"... se encontró, pues, con las manos a la altura del cuello como en oración. No quedaba sino encadenarla a la pared..."
(Fragmento del primer capítulo: Los amantes de Roissy)
Pronto lo comprenderás.
Llamaré a Pierre. Mañana por la mañana vendremos a buscarte. Andrée
sonrió al salir y Jeanne, antes de seguirla, acarició la punta de los senos de
O, quien se quedó de pie, junto a la cama, desconcertada. Salvo por el collar y
los brazaletes de cuero que el agua del baño había endurecido y contraído,
estaba desnuda.
- Vaya con la hermosa señora -dijo el criado al entrar.
Le tomó
las manos y enganchó entre sí las anillas de sus pulseras, obligándola a juntar
las manos, y éstas, en la del collar. Ella se encontró, pues, con las manos a la altura del cuello, como en oración. No quedaba sino encadenarla a
la pared con la cadena que caía encima de la cama después de pasar por la
anilla. El hombre soltó el gancho que sujetaba el otro extremo y tiró para
acortarla. O tuvo que acercarse a la cabecera de la cama, donde él la obligó a
tenderse. La cadena tintineaba en la anilla y quedó tan tensa que la mujer sólo
podía desplazarse a lo ancho de la cama o ponerse de pie junto a la cabecera.

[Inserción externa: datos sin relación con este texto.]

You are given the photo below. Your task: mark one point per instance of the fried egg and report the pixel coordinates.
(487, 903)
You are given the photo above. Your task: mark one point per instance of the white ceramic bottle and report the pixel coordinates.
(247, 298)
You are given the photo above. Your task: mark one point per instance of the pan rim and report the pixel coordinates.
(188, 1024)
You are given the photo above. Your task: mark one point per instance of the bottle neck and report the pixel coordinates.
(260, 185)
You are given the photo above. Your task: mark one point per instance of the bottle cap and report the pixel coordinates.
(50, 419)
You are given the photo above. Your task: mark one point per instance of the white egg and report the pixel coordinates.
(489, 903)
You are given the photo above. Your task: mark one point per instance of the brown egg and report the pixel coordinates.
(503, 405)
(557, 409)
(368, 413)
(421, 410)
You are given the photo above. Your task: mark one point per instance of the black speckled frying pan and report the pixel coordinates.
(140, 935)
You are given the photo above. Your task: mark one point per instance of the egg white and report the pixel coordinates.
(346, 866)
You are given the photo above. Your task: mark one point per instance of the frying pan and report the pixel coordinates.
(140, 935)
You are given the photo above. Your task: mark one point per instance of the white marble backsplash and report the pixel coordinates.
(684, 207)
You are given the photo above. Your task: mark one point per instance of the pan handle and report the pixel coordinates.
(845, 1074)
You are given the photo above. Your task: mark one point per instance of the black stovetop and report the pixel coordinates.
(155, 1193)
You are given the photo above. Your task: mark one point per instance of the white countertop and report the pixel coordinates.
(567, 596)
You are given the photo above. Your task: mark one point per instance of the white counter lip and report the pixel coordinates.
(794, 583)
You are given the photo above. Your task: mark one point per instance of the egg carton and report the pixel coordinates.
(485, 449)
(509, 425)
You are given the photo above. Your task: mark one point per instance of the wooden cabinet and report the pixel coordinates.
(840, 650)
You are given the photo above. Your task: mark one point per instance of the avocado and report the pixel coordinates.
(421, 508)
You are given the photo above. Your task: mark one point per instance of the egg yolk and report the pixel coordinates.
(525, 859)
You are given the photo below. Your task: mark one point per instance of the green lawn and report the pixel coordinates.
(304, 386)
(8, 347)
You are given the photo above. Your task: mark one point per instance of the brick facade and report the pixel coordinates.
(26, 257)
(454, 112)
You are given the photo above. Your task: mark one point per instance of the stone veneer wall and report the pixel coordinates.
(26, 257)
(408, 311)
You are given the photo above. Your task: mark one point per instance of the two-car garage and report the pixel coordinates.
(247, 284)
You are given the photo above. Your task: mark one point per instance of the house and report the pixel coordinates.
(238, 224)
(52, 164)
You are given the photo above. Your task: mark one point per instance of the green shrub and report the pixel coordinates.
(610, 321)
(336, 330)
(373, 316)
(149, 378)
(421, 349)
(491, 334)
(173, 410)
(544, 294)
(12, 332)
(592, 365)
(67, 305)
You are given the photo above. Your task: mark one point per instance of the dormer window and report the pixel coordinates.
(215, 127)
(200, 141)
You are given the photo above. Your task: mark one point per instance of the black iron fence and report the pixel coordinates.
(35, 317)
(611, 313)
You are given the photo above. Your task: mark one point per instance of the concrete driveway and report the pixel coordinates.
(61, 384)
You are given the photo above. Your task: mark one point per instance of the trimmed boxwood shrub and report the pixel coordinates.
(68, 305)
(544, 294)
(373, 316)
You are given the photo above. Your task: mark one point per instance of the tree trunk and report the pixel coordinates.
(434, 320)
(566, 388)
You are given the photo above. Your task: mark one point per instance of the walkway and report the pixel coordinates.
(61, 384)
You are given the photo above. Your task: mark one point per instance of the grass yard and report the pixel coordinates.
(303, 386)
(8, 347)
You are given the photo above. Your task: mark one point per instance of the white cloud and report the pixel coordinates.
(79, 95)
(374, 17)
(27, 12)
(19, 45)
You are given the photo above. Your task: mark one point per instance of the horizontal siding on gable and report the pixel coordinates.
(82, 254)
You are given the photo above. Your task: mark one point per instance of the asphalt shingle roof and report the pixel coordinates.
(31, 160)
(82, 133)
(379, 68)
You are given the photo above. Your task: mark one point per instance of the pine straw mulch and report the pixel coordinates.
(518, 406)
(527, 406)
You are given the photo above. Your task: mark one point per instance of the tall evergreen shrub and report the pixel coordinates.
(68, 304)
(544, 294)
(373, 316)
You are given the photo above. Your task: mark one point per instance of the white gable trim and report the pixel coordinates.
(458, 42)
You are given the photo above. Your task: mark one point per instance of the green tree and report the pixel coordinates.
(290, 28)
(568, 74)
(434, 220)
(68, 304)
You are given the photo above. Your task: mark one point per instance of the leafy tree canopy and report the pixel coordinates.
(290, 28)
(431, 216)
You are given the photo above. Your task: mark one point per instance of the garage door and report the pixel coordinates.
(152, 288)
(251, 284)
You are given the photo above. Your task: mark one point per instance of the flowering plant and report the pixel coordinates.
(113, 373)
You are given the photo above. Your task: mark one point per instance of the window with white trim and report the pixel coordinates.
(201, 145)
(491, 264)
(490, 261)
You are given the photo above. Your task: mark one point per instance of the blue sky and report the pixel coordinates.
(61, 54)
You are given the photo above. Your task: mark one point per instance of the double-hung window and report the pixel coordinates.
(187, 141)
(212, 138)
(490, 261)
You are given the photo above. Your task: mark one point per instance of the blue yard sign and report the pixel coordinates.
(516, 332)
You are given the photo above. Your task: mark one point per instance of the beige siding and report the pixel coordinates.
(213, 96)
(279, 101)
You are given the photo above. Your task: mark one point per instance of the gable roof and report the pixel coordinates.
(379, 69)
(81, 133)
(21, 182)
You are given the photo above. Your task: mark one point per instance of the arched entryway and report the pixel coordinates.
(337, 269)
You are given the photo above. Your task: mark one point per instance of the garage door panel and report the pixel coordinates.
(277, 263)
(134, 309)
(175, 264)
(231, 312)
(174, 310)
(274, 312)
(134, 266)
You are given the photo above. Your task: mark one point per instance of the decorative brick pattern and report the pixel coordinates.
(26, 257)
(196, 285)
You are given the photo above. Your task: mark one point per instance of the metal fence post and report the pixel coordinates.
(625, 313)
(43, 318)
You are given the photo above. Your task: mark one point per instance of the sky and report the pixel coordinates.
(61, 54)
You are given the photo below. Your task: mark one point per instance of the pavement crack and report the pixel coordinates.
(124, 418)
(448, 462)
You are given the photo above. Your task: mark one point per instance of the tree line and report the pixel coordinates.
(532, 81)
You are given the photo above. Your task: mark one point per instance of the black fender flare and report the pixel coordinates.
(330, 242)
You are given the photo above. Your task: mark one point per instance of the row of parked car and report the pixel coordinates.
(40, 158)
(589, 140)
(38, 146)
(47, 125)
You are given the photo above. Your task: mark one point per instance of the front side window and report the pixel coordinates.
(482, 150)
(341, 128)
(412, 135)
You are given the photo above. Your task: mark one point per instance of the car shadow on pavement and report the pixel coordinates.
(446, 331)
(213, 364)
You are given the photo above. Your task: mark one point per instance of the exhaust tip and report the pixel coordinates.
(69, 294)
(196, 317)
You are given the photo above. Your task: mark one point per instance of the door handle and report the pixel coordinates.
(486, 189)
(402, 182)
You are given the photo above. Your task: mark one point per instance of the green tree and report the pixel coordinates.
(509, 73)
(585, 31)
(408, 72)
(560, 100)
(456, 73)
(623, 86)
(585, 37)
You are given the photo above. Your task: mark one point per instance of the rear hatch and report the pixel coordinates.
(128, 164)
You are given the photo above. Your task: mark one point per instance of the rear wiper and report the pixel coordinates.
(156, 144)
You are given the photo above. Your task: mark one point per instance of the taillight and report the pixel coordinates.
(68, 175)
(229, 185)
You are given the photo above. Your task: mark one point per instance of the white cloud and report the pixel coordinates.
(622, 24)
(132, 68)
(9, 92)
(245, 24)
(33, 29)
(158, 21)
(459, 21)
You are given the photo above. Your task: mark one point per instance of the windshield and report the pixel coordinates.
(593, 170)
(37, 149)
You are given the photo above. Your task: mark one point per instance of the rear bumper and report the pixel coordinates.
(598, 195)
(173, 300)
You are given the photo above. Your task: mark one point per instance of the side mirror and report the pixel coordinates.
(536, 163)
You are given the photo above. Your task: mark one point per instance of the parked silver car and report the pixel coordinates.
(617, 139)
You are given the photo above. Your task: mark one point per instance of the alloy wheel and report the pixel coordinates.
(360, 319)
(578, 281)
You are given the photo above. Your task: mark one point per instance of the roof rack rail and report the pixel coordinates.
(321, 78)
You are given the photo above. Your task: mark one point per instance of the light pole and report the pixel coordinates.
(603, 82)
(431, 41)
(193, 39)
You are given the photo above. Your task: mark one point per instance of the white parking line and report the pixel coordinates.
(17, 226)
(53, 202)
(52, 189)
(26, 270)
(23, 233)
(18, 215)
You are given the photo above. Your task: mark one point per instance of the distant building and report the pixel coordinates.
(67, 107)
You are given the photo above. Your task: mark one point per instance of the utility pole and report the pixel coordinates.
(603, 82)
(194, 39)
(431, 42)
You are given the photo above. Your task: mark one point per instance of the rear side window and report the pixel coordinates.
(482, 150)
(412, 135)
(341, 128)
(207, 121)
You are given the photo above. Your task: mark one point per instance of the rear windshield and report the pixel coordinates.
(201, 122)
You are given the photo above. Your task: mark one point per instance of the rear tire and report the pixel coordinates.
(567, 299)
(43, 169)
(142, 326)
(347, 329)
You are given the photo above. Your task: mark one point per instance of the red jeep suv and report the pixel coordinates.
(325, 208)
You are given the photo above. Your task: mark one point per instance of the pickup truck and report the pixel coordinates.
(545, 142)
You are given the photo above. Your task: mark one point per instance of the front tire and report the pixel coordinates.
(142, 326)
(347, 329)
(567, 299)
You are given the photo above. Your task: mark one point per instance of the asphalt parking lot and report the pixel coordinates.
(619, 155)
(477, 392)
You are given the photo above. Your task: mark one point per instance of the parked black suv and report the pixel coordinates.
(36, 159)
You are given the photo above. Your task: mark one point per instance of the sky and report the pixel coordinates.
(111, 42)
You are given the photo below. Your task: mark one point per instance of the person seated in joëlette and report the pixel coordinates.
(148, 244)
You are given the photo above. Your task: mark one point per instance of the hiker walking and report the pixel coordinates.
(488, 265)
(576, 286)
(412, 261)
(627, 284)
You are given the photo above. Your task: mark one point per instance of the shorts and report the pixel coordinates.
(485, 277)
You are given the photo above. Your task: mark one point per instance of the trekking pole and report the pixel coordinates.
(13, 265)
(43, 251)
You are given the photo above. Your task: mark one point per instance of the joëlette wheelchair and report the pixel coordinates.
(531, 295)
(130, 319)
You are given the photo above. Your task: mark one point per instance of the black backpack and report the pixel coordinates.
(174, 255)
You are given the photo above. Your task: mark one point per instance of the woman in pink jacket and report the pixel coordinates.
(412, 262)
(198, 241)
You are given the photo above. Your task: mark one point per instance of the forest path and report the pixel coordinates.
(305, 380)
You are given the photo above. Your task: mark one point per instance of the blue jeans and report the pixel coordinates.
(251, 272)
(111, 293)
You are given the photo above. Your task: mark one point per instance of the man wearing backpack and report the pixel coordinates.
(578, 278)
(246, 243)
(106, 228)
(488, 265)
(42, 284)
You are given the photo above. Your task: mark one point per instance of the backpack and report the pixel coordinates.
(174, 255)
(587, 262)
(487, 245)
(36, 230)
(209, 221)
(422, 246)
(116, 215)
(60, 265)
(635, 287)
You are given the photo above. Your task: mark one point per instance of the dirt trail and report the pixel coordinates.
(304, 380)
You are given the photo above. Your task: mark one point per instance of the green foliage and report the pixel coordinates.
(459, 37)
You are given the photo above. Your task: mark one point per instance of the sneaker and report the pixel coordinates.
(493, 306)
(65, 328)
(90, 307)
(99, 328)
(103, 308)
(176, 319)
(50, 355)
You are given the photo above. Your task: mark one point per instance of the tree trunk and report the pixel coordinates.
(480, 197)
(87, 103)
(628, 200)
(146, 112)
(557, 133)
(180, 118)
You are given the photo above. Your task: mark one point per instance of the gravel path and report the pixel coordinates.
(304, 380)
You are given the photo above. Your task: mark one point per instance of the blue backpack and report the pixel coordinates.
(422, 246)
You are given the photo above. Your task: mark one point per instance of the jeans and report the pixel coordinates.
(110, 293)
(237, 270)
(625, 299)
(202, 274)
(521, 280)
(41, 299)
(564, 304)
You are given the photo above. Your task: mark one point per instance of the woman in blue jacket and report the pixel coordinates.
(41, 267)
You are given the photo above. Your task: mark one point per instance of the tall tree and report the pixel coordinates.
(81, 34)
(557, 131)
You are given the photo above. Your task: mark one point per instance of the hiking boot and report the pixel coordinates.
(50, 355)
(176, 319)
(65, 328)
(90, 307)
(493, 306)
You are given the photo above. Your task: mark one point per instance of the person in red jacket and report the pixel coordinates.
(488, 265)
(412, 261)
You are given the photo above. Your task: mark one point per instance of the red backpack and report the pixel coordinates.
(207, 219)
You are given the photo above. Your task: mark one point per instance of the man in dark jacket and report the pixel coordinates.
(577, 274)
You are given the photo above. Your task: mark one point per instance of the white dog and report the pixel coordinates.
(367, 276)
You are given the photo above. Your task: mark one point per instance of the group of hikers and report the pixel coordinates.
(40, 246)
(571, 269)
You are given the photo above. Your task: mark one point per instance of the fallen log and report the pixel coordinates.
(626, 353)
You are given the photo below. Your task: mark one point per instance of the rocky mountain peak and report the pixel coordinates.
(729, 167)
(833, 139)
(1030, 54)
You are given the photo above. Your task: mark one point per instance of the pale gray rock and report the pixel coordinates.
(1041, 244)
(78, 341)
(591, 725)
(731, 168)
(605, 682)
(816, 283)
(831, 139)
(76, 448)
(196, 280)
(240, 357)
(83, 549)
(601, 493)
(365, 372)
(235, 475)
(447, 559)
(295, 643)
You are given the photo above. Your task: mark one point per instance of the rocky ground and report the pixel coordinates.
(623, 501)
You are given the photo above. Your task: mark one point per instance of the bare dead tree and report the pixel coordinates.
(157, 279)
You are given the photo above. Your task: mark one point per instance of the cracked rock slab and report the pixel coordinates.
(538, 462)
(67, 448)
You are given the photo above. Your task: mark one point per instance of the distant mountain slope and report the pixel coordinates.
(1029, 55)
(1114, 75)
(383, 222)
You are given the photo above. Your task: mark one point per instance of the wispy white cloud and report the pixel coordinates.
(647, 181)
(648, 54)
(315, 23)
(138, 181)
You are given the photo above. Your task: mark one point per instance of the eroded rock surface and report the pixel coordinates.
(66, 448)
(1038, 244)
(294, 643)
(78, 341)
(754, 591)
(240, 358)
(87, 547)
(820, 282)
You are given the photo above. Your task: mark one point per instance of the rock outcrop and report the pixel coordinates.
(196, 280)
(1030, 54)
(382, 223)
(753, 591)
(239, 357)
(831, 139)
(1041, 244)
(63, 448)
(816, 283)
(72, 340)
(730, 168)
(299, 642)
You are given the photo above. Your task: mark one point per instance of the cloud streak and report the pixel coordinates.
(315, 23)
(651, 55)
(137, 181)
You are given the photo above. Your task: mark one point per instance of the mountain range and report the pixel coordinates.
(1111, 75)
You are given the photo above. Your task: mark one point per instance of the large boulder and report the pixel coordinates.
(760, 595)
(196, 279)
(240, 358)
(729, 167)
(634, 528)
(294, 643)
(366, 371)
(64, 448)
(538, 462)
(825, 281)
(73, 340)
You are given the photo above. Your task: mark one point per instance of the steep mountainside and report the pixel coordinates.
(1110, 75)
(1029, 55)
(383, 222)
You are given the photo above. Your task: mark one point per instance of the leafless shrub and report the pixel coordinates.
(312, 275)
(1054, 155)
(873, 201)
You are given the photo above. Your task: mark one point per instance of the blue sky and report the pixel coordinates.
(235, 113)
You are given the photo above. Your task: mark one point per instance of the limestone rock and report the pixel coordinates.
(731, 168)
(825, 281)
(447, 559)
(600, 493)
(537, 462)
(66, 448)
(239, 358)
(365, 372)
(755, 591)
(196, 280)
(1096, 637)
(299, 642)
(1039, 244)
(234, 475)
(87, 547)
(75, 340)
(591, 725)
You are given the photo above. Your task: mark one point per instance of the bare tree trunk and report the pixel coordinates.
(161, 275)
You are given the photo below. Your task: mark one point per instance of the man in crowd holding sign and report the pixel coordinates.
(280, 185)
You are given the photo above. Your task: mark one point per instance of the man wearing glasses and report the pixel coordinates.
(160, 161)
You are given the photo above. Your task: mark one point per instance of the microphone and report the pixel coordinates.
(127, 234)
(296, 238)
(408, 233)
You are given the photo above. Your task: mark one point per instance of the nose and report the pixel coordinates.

Dado que la cadena tiraba del collar hacia atrás y las manos tendían a hacerlo
girar hacia delante, se estableció un cierto equilibrio y las dos manos
quedaron apoyadas en el hombro izquierdo hacia el que se inclinó también la
cabeza. El criado la cubrió con la manta negra, no sin antes haberle levantado
las piernas un momento para examinarle el interior de los muslos. No volvió a
tocarla ni a dirigirle la palabra, apagó la luz que proporcionaba un aplique
colocado entre las dos puertas y salió. Tendida sobre el lado izquierdo, sola
en la oscuridad y el silencio, caliente entre las suaves pieles de la cama, en
una inmovilidad forzosa, O se preguntaba por qué se mezclaba tanta dulzura al
terror que sentía o por qué le parecía tan dulce su terror. Descubrió que una
de las cosas que más la afligían era verse privada del uso de las manos; y no
porque sus manos hubiesen podido defenderla (y, ¿deseaba ella defenderse?) sino
porque, libres, hubieran esbozado el ademán, hubieran tratado de rechazar las
manos que se apoderaban de ella, la carne que la traspasaba, de interponerse
entre su carne y el látigo. La habían desposeído de sus manos; su cuerpo, bajo
la manta de piel, le resultaba inaccesible; era extraño no poder tocar las
propias rodillas ni el hueco de su propio vientre. Sus labios mayores, que le
ardían entre las piernas, le estaban vedados y tal vez le ardían porque los
sabía abiertos a quien quisiera: al mismo criado, Pierre, si se le antojaba. La
asombraba que el recuerdo del látigo la dejara tan serena y que la idea de que
tal vez nunca supiera cuál de los cuatro hombres la había forzado por detrás
dos veces, ni si había sido el mismo las dos veces, ni si había sido su amante,
la trastornaba de aquel modo. Se deslizó ligeramente hacia un lado sobre el
vientre, pensó que a su amante le gustaba el surco de su dorso y que salvo
aquella noche (si realmente había sido él), nunca penetró en él. Ella deseaba
que hubiese sido él. ¿Se lo preguntaría algún día? ¡Ah, nunca! Volvió a ver la
mano que en el coche le había quitado el portaligas y el slip y le había dado
las jarreteras para que se sujetara las medias encima de las rodillas. Tan viva
fue la imagen que ella olvidó que tenía las manos sujetas e hizo chirriar la
cadena. ¿Y por qué si el recuerdo del suplicio le resultaba tan leve, la sola
idea, el solo nombre, la sola vista de un látigo le hacía latir con fuerza el
corazón y cerrar los ojos con espanto? No se paró a pensar si era sólo espanto.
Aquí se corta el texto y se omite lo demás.